December 30, 2009|Kyle Langan

It comes as a surprise to no one that for the past year, America has been under dire economic straits. With the employment rate resembling that of the Great Depression, soon to be college graduates like myself are not looking forward to breaking into the job market. However, with perseverance and a little luck, students graduating in May will hopefully be securing full-time jobs.

As a communication major at DeSales University, I plan to enter the field of writing, hopefully as a journalist or broadcast journalist upon graduation. Over the past four years, I have worked very hard for a degree from DeSales; but was all my work in vain? Initially I had serious concerns about how I would support myself in the coming months in the current job climate. Thoughts arose in my mind about being in the same position as the unemployed because my degree did not mean anything. Additionally, when the time came to be hired, I thought for sure a prospective employer would choose a middle-aged professional with 20 years of experience over my bachelor’s degree

Then I thought about the American dream, which is, of course, wealth and success through means of hard work and diligence. However, in our current society with celebrities skyrocketing to fame because of sex tapes, where is the justice? It is simply not fair that educated people who work their hardest to better themselves are not rewarded for their efforts.

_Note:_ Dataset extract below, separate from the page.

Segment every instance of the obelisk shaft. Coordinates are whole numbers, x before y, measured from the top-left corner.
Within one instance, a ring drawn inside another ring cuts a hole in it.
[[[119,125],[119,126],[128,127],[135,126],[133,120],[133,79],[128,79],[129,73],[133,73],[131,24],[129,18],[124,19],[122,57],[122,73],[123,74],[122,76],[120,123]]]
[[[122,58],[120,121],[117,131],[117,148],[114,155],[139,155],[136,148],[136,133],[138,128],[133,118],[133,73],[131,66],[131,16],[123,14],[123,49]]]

Therefore, I did not think an American dream existed. Maybe a long time ago it was relevant, but now, there are no rules. Everyone is an individual, and so should have their own aspirations to aim for. However, the fact that hard work pays off monetarily and personally should not be overshadowed.

Then I took a breath. Though at times my future seems discouraging and unfavorable, if there is one thing that can save us college grads from our own despair, it is optimism. Perhaps I feel that life is dealing me an unfair hand, but I am a big believer in staying positive and looking on the bright side. I know I cannot change the way the economy turned out, so why stress about it? Now I know that I have to work harder than ever to make myself stand out and possess that certain pizzazz that my future employers want.

To me, it is not worth stressing or becoming upset over circumstances I cannot change. So the economy is messed up, but what am I going to do about it? The only thing in my power is to look out for myself and continue my job search. In a bizarre way, it is rather motivating. Now I have to make my writing and other professional work stand out above everyone else. I have to be the one who outshines everybody.

Though I was originally upset about the job market, I’m not going to wallow in self-pity and let myself fall into a funk, because I will not allow myself to sink to that place. I have to persevere and stay focused on my dreams. All I can do now is keep my options open, be ready for new experiences and opportunities that may come my way, and believe in myself.